Пересвет опешил от столь честного ответа, а Бажен Нежданович сосредоточенно уставился в угол. На его лысине проступили три аккуратные думательные складочки. Казалось, он был готов в любой момент произнести «но» или «хотя, если».

Вместо этого сторож подхватил чистый лист бумаги и принялся рисовать кастрюлю.

— Бажен Нежданович?

— Да?

— Так что насчет проклятия?

— А что насчет проклятия?

— Ну, там… бледная женщина, полнолуние, лампа. Помните?

— Конечно, помню, — ответил Бажен на поставленный вопрос и вновь взялся за рисунки.

— Бажен Нежданович!

— Да?

Пересвета клонило в сон. Ему очень хотелось поесть и сменить наряд. Но суровая правда жизни заключалась в том, что если уж Бажен Нежданович не сможет ему помочь, то других ратников и смысла спрашивать нет.

Пересвет напрягся из последних сил. Нужно было как-то пробиться сквозь заскорузлую логику сторожа. Например, постараться не использовать те вопросы, ответом на которые может послужить «да» или «нет».

— Бажен Нежданович, как узнать, связана ли лампа с моим проклятием?

— Нужно перевести книгу.

— А что нужно для того, чтобы перевести книгу?

Знать язык, — подумалось Пересвету и он поспешил поправиться.

— То есть, как нам перевести книгу?

— Найти носителя языка.

— А что это за язык?

— Это какое-то ордынское наречие.

— А где найти человека, который знает это наречие?
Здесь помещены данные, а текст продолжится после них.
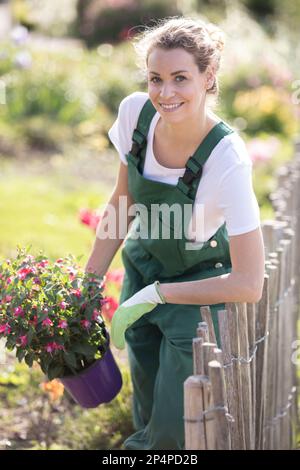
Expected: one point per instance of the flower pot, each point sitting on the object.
(97, 384)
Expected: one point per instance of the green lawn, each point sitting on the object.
(43, 211)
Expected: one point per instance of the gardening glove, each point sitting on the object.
(132, 309)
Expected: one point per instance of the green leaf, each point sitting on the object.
(29, 359)
(55, 370)
(85, 349)
(21, 354)
(70, 359)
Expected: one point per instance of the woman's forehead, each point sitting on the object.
(166, 58)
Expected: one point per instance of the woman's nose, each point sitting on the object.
(166, 91)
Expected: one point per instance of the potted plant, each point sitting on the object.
(50, 312)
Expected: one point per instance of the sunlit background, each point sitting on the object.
(64, 68)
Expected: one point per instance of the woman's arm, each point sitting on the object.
(243, 284)
(104, 250)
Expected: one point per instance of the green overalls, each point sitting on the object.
(160, 343)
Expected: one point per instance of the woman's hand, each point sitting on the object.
(132, 309)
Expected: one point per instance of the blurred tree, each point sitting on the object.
(112, 21)
(6, 19)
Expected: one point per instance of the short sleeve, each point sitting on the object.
(237, 200)
(120, 134)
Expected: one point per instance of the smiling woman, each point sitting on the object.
(175, 151)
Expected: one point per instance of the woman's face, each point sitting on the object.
(174, 79)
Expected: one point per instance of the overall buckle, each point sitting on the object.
(190, 175)
(138, 142)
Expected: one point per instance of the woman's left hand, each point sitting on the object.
(132, 309)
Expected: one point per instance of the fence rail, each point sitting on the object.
(244, 395)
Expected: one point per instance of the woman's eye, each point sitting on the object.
(153, 79)
(156, 79)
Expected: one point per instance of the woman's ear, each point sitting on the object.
(210, 77)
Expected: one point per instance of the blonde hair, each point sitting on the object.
(205, 41)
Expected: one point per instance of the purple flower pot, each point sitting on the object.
(97, 384)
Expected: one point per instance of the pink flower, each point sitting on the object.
(18, 312)
(62, 324)
(47, 322)
(22, 341)
(22, 273)
(117, 276)
(109, 306)
(96, 314)
(43, 263)
(76, 292)
(6, 329)
(85, 324)
(33, 321)
(89, 217)
(50, 347)
(6, 299)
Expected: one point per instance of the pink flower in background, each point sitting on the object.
(76, 292)
(47, 322)
(117, 276)
(109, 306)
(262, 150)
(22, 273)
(33, 321)
(50, 347)
(90, 217)
(18, 312)
(5, 329)
(62, 324)
(96, 314)
(85, 324)
(23, 341)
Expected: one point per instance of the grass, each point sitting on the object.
(43, 211)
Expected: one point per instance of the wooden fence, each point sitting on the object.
(244, 395)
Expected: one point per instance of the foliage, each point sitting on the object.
(102, 21)
(51, 313)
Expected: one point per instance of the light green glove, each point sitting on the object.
(132, 309)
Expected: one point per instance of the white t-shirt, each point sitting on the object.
(225, 192)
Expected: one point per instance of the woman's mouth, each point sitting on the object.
(170, 107)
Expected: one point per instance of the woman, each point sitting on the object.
(175, 151)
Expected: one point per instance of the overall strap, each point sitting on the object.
(189, 182)
(140, 133)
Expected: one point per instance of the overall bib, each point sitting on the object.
(159, 344)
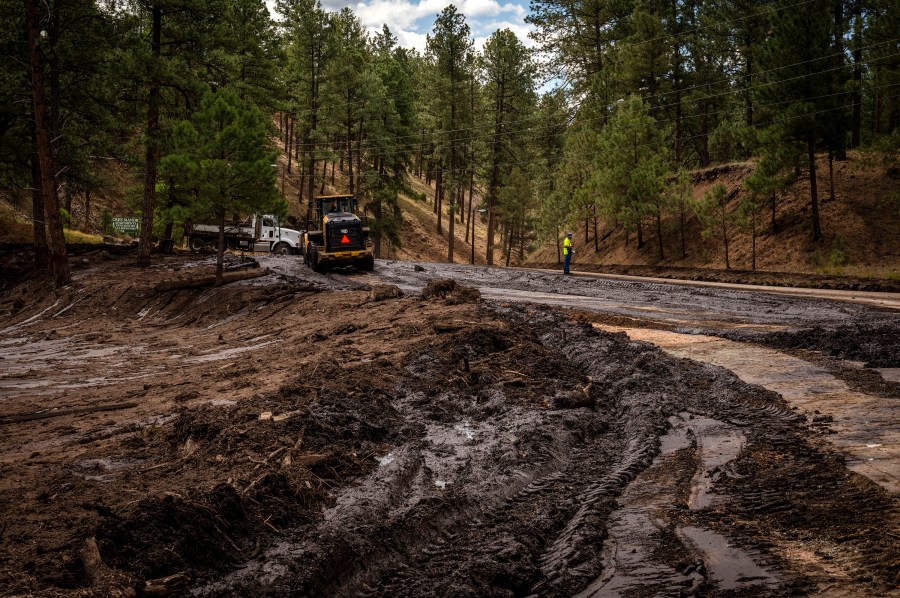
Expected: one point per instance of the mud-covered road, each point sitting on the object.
(400, 434)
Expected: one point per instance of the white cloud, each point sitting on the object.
(411, 21)
(521, 29)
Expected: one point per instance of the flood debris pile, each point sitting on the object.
(295, 440)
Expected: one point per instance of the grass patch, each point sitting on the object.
(78, 237)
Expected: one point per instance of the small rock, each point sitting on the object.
(381, 292)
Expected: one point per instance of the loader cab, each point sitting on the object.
(329, 206)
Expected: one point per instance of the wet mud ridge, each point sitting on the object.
(280, 437)
(583, 463)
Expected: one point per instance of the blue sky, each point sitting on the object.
(411, 20)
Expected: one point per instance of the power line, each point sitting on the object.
(417, 138)
(408, 148)
(634, 44)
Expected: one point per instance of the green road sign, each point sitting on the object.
(127, 226)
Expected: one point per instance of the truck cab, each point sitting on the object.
(254, 233)
(271, 236)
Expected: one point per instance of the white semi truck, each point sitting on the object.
(255, 233)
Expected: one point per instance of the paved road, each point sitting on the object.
(686, 303)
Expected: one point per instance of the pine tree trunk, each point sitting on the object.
(439, 196)
(220, 254)
(856, 122)
(753, 234)
(377, 209)
(725, 236)
(288, 142)
(153, 151)
(831, 175)
(41, 248)
(87, 211)
(659, 231)
(451, 224)
(57, 244)
(558, 249)
(359, 190)
(350, 158)
(813, 191)
(774, 223)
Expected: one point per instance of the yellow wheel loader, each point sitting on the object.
(336, 237)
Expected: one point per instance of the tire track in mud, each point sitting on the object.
(451, 514)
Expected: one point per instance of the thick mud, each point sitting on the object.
(310, 434)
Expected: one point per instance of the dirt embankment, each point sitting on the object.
(859, 227)
(279, 436)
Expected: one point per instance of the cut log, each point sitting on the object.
(90, 558)
(208, 281)
(166, 586)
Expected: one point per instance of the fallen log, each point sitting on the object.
(166, 586)
(90, 558)
(26, 417)
(208, 281)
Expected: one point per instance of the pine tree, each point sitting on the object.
(449, 44)
(804, 79)
(222, 160)
(508, 80)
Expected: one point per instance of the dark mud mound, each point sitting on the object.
(451, 292)
(160, 537)
(878, 344)
(501, 487)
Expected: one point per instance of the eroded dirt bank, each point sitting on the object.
(284, 435)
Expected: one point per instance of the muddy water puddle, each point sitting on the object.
(865, 427)
(631, 557)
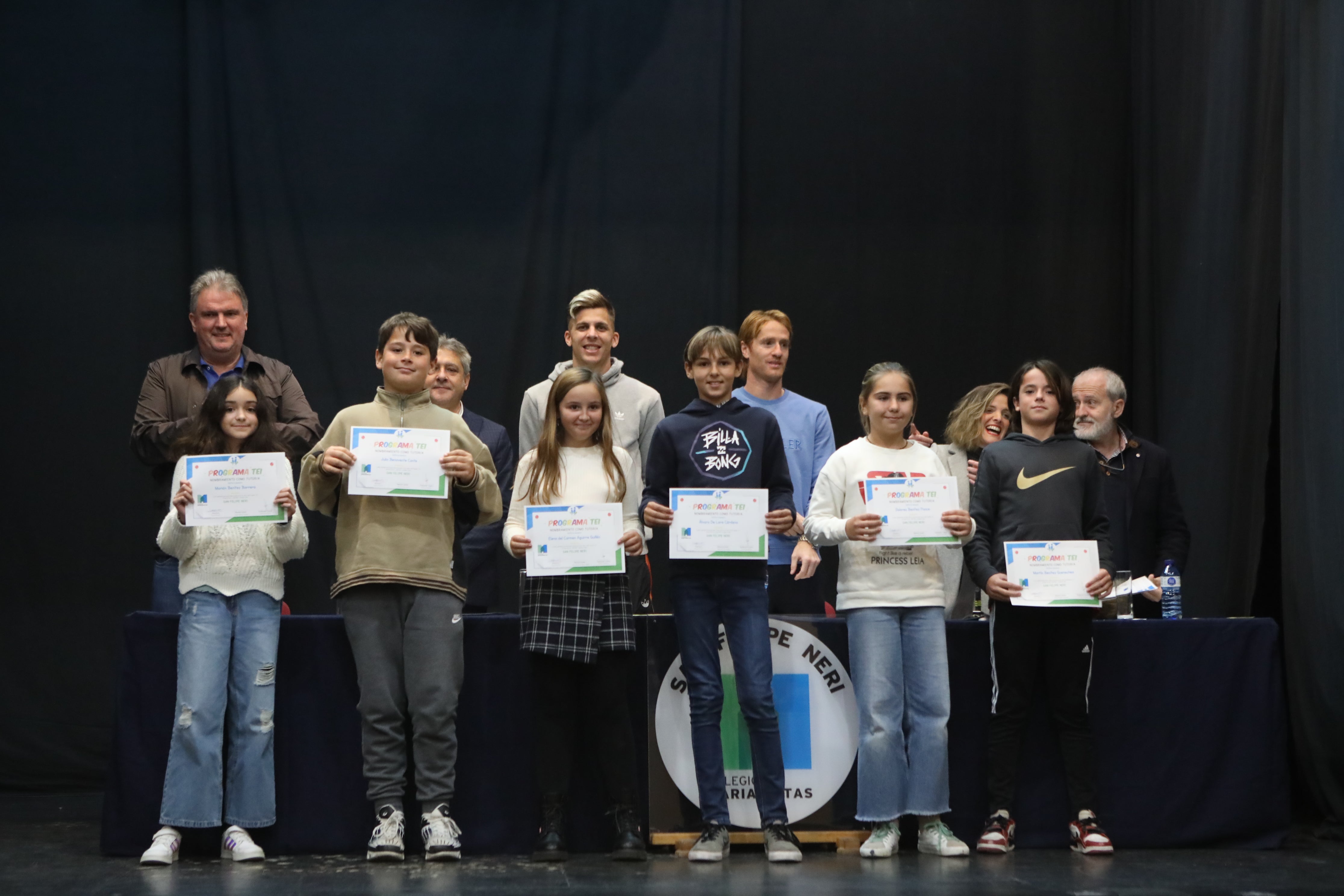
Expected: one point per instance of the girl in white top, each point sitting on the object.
(233, 581)
(893, 601)
(580, 629)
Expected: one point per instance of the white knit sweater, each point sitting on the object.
(874, 575)
(236, 558)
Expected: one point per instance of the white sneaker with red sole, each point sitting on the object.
(1088, 837)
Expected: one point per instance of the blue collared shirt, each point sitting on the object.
(212, 377)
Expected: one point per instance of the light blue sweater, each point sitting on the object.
(808, 443)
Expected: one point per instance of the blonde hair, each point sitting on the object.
(590, 299)
(870, 382)
(756, 320)
(964, 428)
(710, 339)
(543, 483)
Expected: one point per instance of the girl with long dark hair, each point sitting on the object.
(233, 581)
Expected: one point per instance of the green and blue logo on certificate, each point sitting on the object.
(236, 488)
(578, 539)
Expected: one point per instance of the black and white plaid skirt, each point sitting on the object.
(572, 617)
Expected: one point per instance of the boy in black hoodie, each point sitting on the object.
(721, 443)
(1039, 484)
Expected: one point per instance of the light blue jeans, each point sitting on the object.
(898, 663)
(226, 671)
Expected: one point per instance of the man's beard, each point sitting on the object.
(1094, 432)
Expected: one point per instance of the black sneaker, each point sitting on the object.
(713, 845)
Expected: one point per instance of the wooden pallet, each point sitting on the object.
(846, 842)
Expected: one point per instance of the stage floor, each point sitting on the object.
(62, 857)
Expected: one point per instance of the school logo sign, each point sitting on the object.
(721, 452)
(819, 727)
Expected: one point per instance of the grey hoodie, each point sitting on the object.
(636, 410)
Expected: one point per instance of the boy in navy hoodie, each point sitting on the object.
(733, 593)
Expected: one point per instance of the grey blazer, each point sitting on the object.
(956, 585)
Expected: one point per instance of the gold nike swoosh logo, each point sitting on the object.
(1027, 481)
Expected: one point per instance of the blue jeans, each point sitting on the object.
(699, 605)
(164, 596)
(898, 663)
(226, 671)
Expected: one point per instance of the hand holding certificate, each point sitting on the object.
(581, 539)
(1053, 574)
(912, 510)
(726, 524)
(234, 488)
(405, 463)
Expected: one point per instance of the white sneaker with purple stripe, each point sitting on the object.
(238, 845)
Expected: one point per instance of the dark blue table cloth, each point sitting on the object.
(1190, 720)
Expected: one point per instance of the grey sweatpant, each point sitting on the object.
(408, 645)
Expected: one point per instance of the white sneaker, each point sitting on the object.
(240, 847)
(882, 842)
(780, 844)
(714, 844)
(163, 851)
(936, 839)
(386, 844)
(441, 836)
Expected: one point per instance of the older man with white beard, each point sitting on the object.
(1147, 523)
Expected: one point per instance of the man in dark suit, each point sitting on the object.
(478, 554)
(1147, 523)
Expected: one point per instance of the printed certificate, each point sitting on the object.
(398, 463)
(912, 510)
(1053, 574)
(580, 539)
(236, 488)
(720, 524)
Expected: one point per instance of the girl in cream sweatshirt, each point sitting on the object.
(233, 581)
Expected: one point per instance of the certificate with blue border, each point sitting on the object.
(1053, 574)
(718, 524)
(236, 488)
(576, 539)
(398, 463)
(912, 510)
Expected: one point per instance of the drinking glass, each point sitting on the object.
(1124, 601)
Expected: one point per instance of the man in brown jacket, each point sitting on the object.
(175, 387)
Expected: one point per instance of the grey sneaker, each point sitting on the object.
(936, 839)
(386, 844)
(441, 836)
(882, 842)
(713, 845)
(780, 844)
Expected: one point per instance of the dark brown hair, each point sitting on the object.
(204, 434)
(418, 328)
(1058, 381)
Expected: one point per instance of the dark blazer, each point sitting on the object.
(1156, 526)
(479, 547)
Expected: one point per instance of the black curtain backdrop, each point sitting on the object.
(1312, 369)
(956, 186)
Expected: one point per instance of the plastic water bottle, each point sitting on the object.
(1171, 590)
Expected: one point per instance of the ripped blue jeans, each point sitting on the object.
(226, 676)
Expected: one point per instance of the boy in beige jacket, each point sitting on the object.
(394, 588)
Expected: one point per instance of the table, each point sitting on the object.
(1190, 719)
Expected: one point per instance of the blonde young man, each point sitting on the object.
(636, 409)
(808, 443)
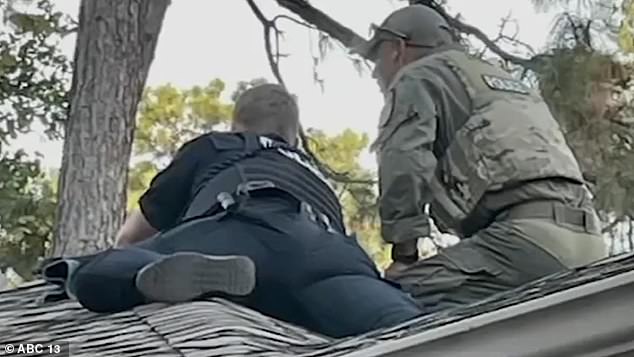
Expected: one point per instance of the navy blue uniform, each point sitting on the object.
(308, 271)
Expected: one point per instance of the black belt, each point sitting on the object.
(553, 210)
(231, 202)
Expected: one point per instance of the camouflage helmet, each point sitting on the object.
(417, 25)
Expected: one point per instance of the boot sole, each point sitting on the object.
(185, 276)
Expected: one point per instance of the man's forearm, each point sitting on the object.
(135, 229)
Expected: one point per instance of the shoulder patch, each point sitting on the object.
(505, 84)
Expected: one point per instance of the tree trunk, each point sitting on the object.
(114, 50)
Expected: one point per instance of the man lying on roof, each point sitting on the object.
(243, 215)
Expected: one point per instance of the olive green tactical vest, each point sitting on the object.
(510, 137)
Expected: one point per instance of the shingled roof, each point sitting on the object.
(217, 327)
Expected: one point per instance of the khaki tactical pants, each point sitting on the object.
(502, 256)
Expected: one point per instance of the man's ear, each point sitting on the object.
(399, 52)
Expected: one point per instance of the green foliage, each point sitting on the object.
(169, 117)
(590, 94)
(626, 30)
(34, 74)
(26, 213)
(34, 83)
(244, 85)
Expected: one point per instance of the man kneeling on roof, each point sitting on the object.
(242, 215)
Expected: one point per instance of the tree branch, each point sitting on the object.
(613, 224)
(322, 22)
(268, 25)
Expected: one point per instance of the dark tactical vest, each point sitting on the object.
(247, 157)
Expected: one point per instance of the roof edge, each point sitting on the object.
(569, 310)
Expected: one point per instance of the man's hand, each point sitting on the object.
(135, 229)
(394, 270)
(403, 255)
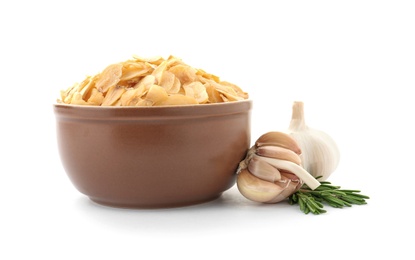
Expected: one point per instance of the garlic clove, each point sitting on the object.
(278, 139)
(255, 189)
(278, 152)
(293, 168)
(290, 188)
(321, 154)
(263, 170)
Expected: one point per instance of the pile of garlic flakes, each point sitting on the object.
(151, 82)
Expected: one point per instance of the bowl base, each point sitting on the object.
(153, 206)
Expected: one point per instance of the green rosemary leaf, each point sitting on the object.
(313, 200)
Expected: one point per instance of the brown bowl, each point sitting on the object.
(153, 157)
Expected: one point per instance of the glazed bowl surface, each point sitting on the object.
(153, 157)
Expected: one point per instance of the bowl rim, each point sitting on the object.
(58, 104)
(159, 113)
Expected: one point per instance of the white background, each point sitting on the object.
(351, 62)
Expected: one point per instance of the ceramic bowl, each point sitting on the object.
(153, 157)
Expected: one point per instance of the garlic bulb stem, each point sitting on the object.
(298, 120)
(320, 155)
(294, 168)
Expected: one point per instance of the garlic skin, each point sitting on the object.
(320, 154)
(271, 170)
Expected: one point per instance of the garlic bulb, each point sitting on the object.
(320, 154)
(272, 169)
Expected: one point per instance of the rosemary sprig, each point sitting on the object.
(313, 200)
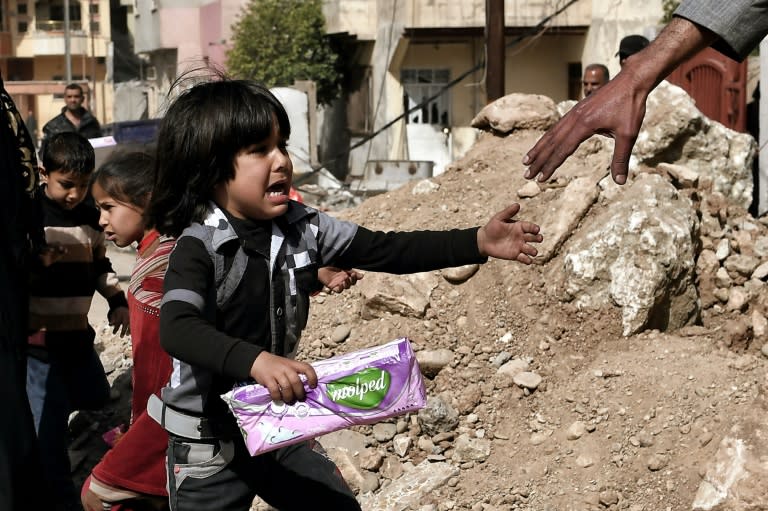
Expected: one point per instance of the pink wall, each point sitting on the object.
(181, 30)
(211, 36)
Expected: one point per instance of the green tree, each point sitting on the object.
(279, 41)
(669, 7)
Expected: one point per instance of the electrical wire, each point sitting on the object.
(532, 31)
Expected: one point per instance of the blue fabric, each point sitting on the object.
(55, 389)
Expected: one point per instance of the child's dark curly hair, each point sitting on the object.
(197, 142)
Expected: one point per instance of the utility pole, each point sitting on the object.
(494, 49)
(67, 49)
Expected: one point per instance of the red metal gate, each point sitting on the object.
(717, 84)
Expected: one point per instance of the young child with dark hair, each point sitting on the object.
(64, 372)
(238, 285)
(131, 476)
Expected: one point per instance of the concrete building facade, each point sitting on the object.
(410, 50)
(32, 55)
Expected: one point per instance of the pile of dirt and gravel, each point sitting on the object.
(569, 384)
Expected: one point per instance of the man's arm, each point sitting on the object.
(617, 109)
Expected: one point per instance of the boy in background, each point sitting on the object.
(64, 372)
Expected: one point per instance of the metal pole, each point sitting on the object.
(494, 44)
(92, 103)
(67, 49)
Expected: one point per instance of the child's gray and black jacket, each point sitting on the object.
(235, 288)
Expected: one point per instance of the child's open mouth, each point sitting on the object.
(277, 190)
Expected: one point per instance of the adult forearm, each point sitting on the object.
(680, 40)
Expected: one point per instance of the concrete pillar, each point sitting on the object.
(762, 181)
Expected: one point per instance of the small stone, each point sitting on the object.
(576, 431)
(609, 498)
(527, 380)
(425, 186)
(657, 462)
(528, 190)
(340, 333)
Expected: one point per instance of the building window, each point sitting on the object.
(418, 86)
(574, 80)
(359, 118)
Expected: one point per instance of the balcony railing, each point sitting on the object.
(56, 25)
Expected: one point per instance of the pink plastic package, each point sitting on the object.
(361, 387)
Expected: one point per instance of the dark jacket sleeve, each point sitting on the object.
(741, 24)
(410, 252)
(185, 331)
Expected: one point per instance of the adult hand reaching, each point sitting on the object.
(617, 108)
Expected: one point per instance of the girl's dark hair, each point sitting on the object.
(127, 176)
(198, 139)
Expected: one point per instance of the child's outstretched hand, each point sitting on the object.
(118, 319)
(336, 279)
(505, 238)
(280, 376)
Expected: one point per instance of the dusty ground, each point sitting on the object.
(652, 408)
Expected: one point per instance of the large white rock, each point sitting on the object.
(517, 111)
(639, 255)
(675, 131)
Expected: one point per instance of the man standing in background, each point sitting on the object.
(73, 117)
(595, 76)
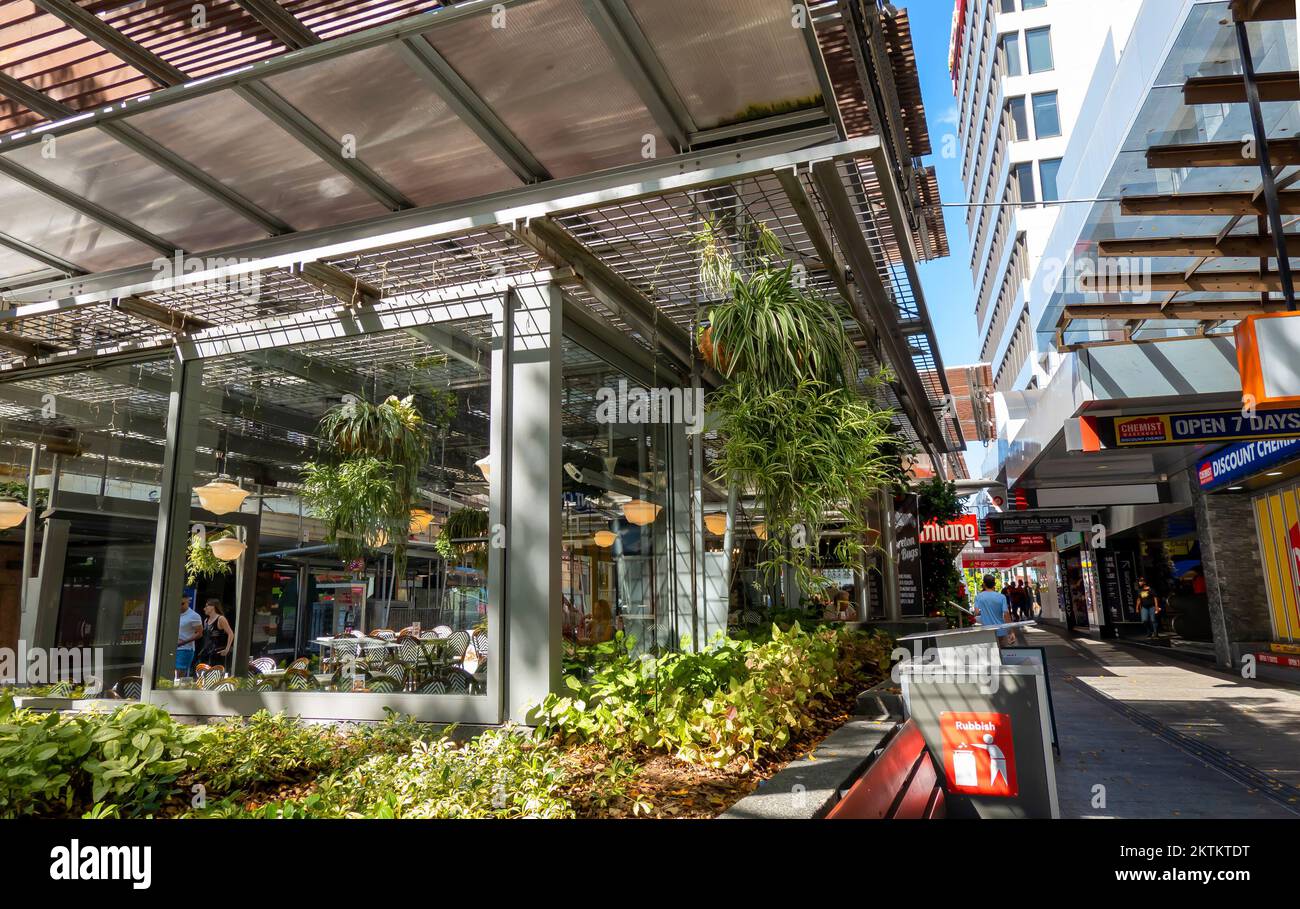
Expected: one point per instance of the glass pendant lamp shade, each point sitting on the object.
(603, 539)
(221, 496)
(641, 513)
(12, 513)
(420, 520)
(228, 549)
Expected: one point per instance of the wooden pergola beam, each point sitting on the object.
(1282, 152)
(1231, 89)
(1205, 247)
(1209, 282)
(1207, 203)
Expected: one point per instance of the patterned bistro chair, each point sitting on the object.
(129, 688)
(300, 680)
(456, 646)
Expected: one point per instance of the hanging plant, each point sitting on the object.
(363, 489)
(200, 561)
(463, 537)
(794, 421)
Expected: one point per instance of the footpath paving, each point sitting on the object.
(1166, 739)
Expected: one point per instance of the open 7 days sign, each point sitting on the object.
(1114, 432)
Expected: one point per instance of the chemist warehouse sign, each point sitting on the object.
(1238, 462)
(1188, 428)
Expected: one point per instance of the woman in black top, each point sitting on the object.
(216, 635)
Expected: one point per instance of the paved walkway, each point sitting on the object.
(1168, 739)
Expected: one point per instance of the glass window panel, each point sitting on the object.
(1047, 118)
(551, 81)
(1048, 172)
(99, 514)
(1019, 118)
(99, 168)
(251, 155)
(1012, 52)
(403, 130)
(332, 606)
(616, 571)
(729, 61)
(1038, 47)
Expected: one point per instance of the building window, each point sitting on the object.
(1038, 47)
(1012, 52)
(1047, 118)
(1019, 118)
(1023, 176)
(1048, 172)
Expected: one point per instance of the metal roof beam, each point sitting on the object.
(1208, 247)
(142, 144)
(1207, 203)
(1212, 282)
(472, 111)
(86, 207)
(1231, 89)
(278, 21)
(641, 66)
(872, 307)
(271, 104)
(1282, 152)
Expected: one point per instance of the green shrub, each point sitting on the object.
(727, 705)
(498, 774)
(55, 765)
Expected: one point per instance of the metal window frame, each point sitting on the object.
(182, 423)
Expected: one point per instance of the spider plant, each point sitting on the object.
(364, 487)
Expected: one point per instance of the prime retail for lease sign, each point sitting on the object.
(1196, 427)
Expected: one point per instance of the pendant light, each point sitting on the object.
(12, 513)
(641, 513)
(603, 539)
(420, 520)
(228, 549)
(221, 496)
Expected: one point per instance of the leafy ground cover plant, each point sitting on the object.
(56, 765)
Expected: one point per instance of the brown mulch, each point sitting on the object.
(664, 787)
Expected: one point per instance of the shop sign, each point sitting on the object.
(963, 529)
(979, 753)
(908, 554)
(1039, 523)
(1018, 542)
(1196, 427)
(1243, 459)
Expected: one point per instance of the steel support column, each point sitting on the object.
(169, 546)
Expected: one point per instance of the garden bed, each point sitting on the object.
(680, 736)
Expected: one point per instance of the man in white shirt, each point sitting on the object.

— Ты имеешь в виду, где найти ордынца?

— Да.

— Его можно найти в Орде.

— Ах ты ж еб твою…

Пересвета оборвал стук. Он не на шутку испугался, подумав, что это его кулак стучит о лысую черепушку сторожа. Но, слава богам, все обошлось. Стучали в дверь.

— Войдите, — проревела горничная голосом оборотня, застрявшего где-то посередке между человечьим и медвежьим воплощениями.

В сторожку ворвался Влад. Бешеный как бабушка, прознавшая о том, что соседский мальчишка пристроился подмастерьем к ювелиру, в то время как ее внучок повредился зрением, слишком глубоко засунув палец себе в нос.

По сути это было обычное состояние Влада, но сегодня уж как-то слишком бойко разыгрались желваки на его лице. Не иначе случилось что-то серьезное.

— Одноухий! — прямо с порога закричал он. — Ты почему не на обходе!?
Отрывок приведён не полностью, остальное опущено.